WHEN THE GUARDS woke me on the third morning, they had to drag me to my feet. I wasn’t going with them willingly. Not to my own execution. My chest still ached from the beating the day before. And my nose felt seriously infected.
This time, it was a left turn out of the cell. I didn’t know if that meant good news or that the bad news had just gotten a lot worse.
I followed the human grasshopper down a steep, stone stairwell, through another corridor, and around several more turns that had me thinking I never would have gotten out of this place on my own.
We finally came outside into an enclosed quad. It was just a wide expanse of sun-bleached earth with a few tufts of weeds and a ten-foot-high fence topped with ribbons of barbed wire. If this was the exercise yard, it was a sad excuse for one.
Anyway, I could barely see anything in the bright light. And it was hot, at least a hundred degrees, give or take ten or twenty.
The guard didn’t stop until he got to the high razor-wire-topped gate on the far side.
A locked door was opened to a passage through a building, through another door, then a gate, and to what looked like a parking area in the distance.
I asked Grasshopper Man what was going on. He didn’t answer. He just opened the door and let me through.
He closed it behind me, locking me into yet another passageway.
“It’s been taken care of,” he said.
“What has?”
“You have.”
He was already walking back the way we’d come, leaving me there. My heart sped up and my body tensed hard. This sure felt like an ending, one way or the other.
Suddenly a door opened on my right. Another guard stuck his head out. He gestured at me impatiently.
“Get in, get in!”
When I hesitated, he reached out and pulled me by the arm. “Are you deaf? Or are you stupid? Get inside.”
The room I entered was air-conditioned. It was like a shock to my skin, and I realized that all he’d wanted was to get the door closed again.
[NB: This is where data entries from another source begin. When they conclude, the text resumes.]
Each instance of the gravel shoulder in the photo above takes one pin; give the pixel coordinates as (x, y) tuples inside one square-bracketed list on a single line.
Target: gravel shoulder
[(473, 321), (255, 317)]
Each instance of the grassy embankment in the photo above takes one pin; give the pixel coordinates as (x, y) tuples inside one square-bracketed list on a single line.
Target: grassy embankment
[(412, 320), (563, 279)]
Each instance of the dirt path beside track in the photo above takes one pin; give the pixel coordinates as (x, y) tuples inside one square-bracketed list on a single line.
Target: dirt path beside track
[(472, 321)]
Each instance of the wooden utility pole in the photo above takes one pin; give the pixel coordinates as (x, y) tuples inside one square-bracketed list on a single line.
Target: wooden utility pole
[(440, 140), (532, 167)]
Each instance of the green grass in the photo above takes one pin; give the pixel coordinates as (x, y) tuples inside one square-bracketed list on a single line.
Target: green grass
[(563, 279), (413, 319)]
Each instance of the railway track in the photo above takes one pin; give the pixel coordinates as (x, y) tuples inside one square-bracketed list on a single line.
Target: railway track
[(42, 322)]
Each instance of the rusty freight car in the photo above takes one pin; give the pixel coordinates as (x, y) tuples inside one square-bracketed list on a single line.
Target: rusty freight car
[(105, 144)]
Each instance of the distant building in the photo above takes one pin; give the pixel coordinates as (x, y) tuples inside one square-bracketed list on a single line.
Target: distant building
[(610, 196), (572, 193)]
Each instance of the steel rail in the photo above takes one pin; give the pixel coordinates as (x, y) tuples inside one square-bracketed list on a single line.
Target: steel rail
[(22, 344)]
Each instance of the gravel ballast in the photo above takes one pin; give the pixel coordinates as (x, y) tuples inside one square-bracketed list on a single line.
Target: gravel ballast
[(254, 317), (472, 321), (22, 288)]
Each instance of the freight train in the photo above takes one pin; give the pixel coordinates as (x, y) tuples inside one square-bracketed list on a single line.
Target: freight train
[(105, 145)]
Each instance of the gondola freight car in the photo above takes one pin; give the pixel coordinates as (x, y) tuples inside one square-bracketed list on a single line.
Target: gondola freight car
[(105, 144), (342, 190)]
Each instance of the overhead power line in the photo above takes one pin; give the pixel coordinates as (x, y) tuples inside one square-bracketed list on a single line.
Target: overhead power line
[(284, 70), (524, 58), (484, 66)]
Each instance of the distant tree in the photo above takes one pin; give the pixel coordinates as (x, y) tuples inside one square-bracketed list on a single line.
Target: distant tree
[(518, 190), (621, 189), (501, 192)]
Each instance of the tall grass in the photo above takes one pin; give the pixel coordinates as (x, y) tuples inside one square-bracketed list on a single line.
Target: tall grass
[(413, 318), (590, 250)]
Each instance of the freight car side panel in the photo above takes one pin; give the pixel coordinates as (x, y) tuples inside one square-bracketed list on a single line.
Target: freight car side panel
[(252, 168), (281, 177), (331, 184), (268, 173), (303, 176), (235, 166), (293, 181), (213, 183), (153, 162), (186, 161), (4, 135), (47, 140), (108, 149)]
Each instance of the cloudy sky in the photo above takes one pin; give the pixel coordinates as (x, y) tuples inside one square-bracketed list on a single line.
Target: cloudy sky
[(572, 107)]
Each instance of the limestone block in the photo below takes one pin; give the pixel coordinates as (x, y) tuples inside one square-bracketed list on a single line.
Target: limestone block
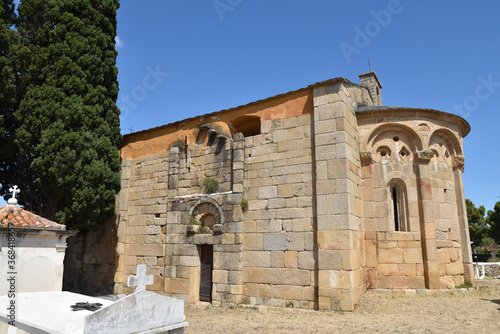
[(329, 259), (351, 259), (228, 261), (144, 250), (398, 282), (409, 244), (455, 268), (291, 259), (390, 256), (278, 276), (268, 192), (302, 224), (335, 239), (235, 277), (253, 241), (325, 303), (454, 254), (295, 241), (262, 226), (337, 169), (275, 226), (388, 269), (278, 259), (285, 190), (257, 259), (407, 269), (387, 244), (370, 253), (305, 260), (179, 285), (275, 241), (249, 226), (443, 256), (189, 261), (276, 203), (417, 282), (287, 225)]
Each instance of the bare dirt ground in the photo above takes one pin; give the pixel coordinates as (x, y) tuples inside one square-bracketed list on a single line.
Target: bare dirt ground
[(476, 311)]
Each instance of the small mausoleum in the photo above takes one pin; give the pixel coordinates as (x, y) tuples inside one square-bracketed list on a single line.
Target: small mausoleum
[(32, 250)]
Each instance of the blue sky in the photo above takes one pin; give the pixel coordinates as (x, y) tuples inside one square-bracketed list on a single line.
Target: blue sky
[(182, 58)]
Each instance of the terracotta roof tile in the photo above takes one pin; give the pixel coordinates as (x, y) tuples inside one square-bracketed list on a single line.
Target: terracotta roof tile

I was standing in a plain office that seemed quite ordinary. In it were two wooden desks and several filing cabinets. A second guard, bent over some paperwork, ignored me. Also present was the first white man I’d seen since arriving at the airport.
He was a civilian dressed in light trousers, a loose button-down shirt, and sunglasses. My guess was CIA.
“Flaherty?” I asked, since he didn’t bother to volunteer any information.
He tossed me my empty wallet. Then finally he spoke. “Jesus, you look like hell. Ready to get out of here?”
I WAS WAY beyond ready to get out of this nightmarish prison, but I was also stupefied by everything that had happened to me since I had arrived in Lagos.
“What–? How did you find me?” I asked Flaherty before we were even out of the air-conditioned office. “What’s going on? What just happened back there?”
“Not now.” He walked over and opened a door and gestured for me to go out first. The two guards didn’t even look up. One of them was scribbling in a file and the other was jabbering on the phone when we left. Business as usual here in the bowels of hell.
As soon as the door closed behind us, Flaherty took my arm. “You need some help?”
“Jesus, Flaherty. Thank you.”
“They break your nose?”
“Feels that way.”
“Looks it too. I know a guy. Here.” He handed me a small bottle of water and I started to empty it down my throat. “Go slow, fella.”
He steered me over to an old off-white Peugeot 405 parked under a shade tree nearby. My duffel was already in the back seat. “Thank you,” I said again.
Once we were moving, I asked him, “How did you do this?”
“When you didn’t show up on Thursday, I figured there were only a few possibilities. A hundred got me your name. Another five hundred got you out.”
He took a business card from his breast pocket and handed it to me. It was from Citibank, with an address in Lagos. On the back in blue ballpoint was written ACROSS9786EY4.
“You’re going to want to change that pass code. And probably wire in another grand or so if you can.”
“What about my family?” They came rushing into my mind all at once. “Have you spoken with them? Do they know what’s happening?”